# HSO Magma Dataset

In [None]:
from keras.preprocessing import image as keras_image

import os
import glob
import shutil
import matplotlib.pyplot as plt
import zipfile
import urllib.request

## Download & Extract the Dataset

In [None]:
url = 'https://bwsyncandshare.kit.edu/dl/fiHEyLDSnrVJGFd6j1xDDh3r/MagmaDataset.zip'

print('Beginning file download...')
urllib.request.urlretrieve(url,'./MagmaDataset.zip',)

print('Unzip MagmaDataset.zip to ./data...')
with zipfile.ZipFile('./MagmaDataset.zip', 'r') as zip_ref:
    zip_ref.extractall('./data')
print('Download & Extraction finished')

## Constants

In [None]:
CATEGORIES = ['0','1','2','3','4','5','6','7']
dataset_dir = './data/dataset'
train_dir = './data/training'
val_dir = './data/validation'
test_dir = './data/test'

os.path.isdir(dataset_dir)

In [None]:
# clean the data directory
shutil.rmtree(train_dir, ignore_errors=True)
shutil.rmtree(val_dir, ignore_errors=True)
shutil.rmtree(test_dir, ignore_errors=True)

## Distribution of Images to Classes

In [None]:
data=dict()
for x in CATEGORIES:
    data[x] = len(os.listdir(os.path.join(dataset_dir,x)))
print(data)

In [None]:
plt.bar(x=data.keys(), height=data.values())
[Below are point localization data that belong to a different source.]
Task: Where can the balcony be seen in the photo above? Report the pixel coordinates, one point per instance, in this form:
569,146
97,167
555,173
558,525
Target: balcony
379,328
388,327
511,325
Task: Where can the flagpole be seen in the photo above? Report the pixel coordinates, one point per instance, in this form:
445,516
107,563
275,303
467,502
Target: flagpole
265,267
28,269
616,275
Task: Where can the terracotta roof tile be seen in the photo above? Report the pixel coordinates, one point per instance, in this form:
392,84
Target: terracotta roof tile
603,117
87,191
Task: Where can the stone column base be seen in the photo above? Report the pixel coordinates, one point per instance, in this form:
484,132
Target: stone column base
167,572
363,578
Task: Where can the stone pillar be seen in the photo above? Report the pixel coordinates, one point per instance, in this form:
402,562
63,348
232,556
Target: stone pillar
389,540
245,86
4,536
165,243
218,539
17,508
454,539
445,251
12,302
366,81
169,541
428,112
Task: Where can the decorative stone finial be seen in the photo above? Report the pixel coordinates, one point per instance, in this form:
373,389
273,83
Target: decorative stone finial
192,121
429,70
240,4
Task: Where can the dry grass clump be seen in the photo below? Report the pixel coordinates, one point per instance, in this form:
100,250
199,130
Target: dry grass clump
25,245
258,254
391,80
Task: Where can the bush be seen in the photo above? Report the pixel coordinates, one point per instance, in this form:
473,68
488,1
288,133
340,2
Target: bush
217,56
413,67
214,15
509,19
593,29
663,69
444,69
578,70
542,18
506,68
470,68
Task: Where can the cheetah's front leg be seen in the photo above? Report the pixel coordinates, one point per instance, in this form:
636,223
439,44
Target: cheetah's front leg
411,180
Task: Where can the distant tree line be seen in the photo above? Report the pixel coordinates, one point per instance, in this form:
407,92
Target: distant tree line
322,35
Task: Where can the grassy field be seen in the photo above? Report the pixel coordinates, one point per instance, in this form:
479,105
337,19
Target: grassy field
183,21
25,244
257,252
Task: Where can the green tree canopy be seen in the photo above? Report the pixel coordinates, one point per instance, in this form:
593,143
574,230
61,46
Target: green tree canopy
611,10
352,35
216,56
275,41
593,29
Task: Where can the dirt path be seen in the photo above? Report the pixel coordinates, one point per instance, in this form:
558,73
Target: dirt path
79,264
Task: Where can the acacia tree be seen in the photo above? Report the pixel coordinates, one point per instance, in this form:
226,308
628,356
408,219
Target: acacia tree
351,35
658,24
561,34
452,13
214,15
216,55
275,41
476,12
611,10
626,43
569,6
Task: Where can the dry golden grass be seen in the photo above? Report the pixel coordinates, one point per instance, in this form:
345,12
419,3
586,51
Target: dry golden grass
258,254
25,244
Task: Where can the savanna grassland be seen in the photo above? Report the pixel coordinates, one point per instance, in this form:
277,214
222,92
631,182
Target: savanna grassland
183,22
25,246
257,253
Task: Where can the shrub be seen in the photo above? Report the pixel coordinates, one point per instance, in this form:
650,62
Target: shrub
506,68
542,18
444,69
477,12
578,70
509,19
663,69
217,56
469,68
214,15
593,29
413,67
## Plot Pictures from the Categories

In [None]:
plt.figure(figsize=(15,15))

ROWS =  8

for x in CATEGORIES:
    image_names = glob.glob(dataset_dir+'/'+x +'/*.png')
    idx = int(x)+1
    for i in range(ROWS):
        img = keras_image.load_img(image_names[i],color_mode='rgb',target_size=(100,100),)
        ax = plt.subplot(ROWS,len(CATEGORIES),idx)
        idx += len(CATEGORIES)
        
        ax.imshow(img)
        ax.set_title('')
        ax.tick_params(bottom=False, left=False,  labelleft=False, labelbottom=False)
    
plt.tight_layout()
plt.show()

## Split Dataset in Training,Validation and Test  (80/10/10)

In [None]:
shutil.rmtree(train_dir, ignore_errors=True)
shutil.rmtree(val_dir, ignore_errors=True)
shutil.rmtree(test_dir, ignore_errors=True)

for x in CATEGORIES:
    # get an unsorted list of file names of dir
    image_names = os.listdir(os.path.join(dataset_dir,x))
    image_count = len(image_names)

    # use the first 80% from dataset for training
    image_name_train = image_names[:int(0.8*image_count)]
    # use the next 10% from dataset for validation
    image_name_val = image_names[int(0.8*image_count):int(0.9*image_count)]
    # use the last 10% from dataset for test
    image_name_test = image_names[int(0.9*image_count):]

    os.makedirs(os.path.join(train_dir,x))
    os.makedirs(os.path.join(val_dir,x))
    os.makedirs(os.path.join(test_dir,x))

    print('Spilt Class {} WITH {} IMAGES : {} TRAIN IMAGES | {} VAL IMAGES | {} TEST IMAGES'.format(x,
                                                                                                    image_count,
                                                                                                    len(image_name_train),
                                                                                                    len(image_name_val),
                                                                                                    len(image_name_test)))

    [shutil.copy(os.path.join(dataset_dir,x,file),os.path.join(train_dir,x,file)) for file in image_name_train]
    [shutil.copy(os.path.join(dataset_dir,x,file),os.path.join(val_dir,x,file)) for file in image_name_val]
    [shutil.copy(os.path.join(dataset_dir,x,file),os.path.join(test_dir,x,file)) for file in image_name_test]